His paintings are staples of Minneapolis art museums: “Frank”, a distinctive 9 feet by 12 feet portrait of a man, resides in the Minneapolis Institute of Art, and one of his most famous works, “Big Self-Portrait”, can be visited at the Walker Art Center. Chuck Close, photorealist artist known for his large-scale portraits, has an undeniably looming presence in the canon of American portraiture, world renowned for reviving the art form.
Recently, several women have come forward with allegations that Close made crude comments and sexually harassed them while modeling at his studio. He has since denied making some of the comments, but apologized if he made any of the women feel uncomfortable.
There have been mixed reactions as to what galleries should do about Close’s works. “Self-Portrait 2000” was removed by Seattle University amid concerns over “potential student, faculty or staff reaction to seeing the self-portrait.” The National Gallery postponed his upcoming solo exhibition.
The reactions of these institutions are understandable, especially given the recent demands for change around a pervasive culture of sexual harassment and exploitation. Still, in deciding the extent to which we should censor and attempt to erase artistic history, we should consider that many of our most renowned artists have less-than-spotless histories; if galleries removed works according to the philosophy of moral perfection, a huge swath of art history would disappear.
The Renaissance artist Caravaggio killed a man, Picasso was a well-known misogynist and serial abuser who famously said, “women are machines for suffering,” but these men are also considered artistic geniuses, still celebrated for producing works of cultural and historical importance.
Demanding removal of works by artists that we consider immoral sets impossible standards for art institutions — but ignoring the problem isn’t a viable option either.
One suggested solution to the issue is to use the wall text in museums as an opportunity to contextualize the artists themselves. It perhaps seems a simplistic solution, but an important step in the right direction — institutions doing justice to changing cultural tides in regard to holding powerful artists responsible for their actions. It would allow museum-goers to gain more information about various artists, and to consider the ways in which their works, and their personas, have shaped our culture and history.

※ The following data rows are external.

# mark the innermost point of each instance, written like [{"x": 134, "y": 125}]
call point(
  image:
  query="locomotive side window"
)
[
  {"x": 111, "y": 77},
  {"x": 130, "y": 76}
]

We could attempt to censor the past, demand that museums remove the works of all morally problematic artists (though a somewhat impossible feat in itself). However, we should consider the benefits of art institutions bringing attention to the lives of artists that we have deified in the past if we want to invite informed discussion and ask how our culture needs to change. It should be the responsibility of museums to educate visitors about important works of art, not to censor and deny the lasting effects of these artists on artistic culture.
Art should not necessarily be tainted by the sins of the artist; while the actions of these artists should be considered in order to contextualize their work, the work itself need not be totally erased from history. Appreciating and engaging with the nuances of our history, instead of resorting to censorship, ultimately creates a much more fruitful relationship with the past. Artists should be held accountable to the extent that they can be, but we can still attempt to maintain the richness and complexity of our history.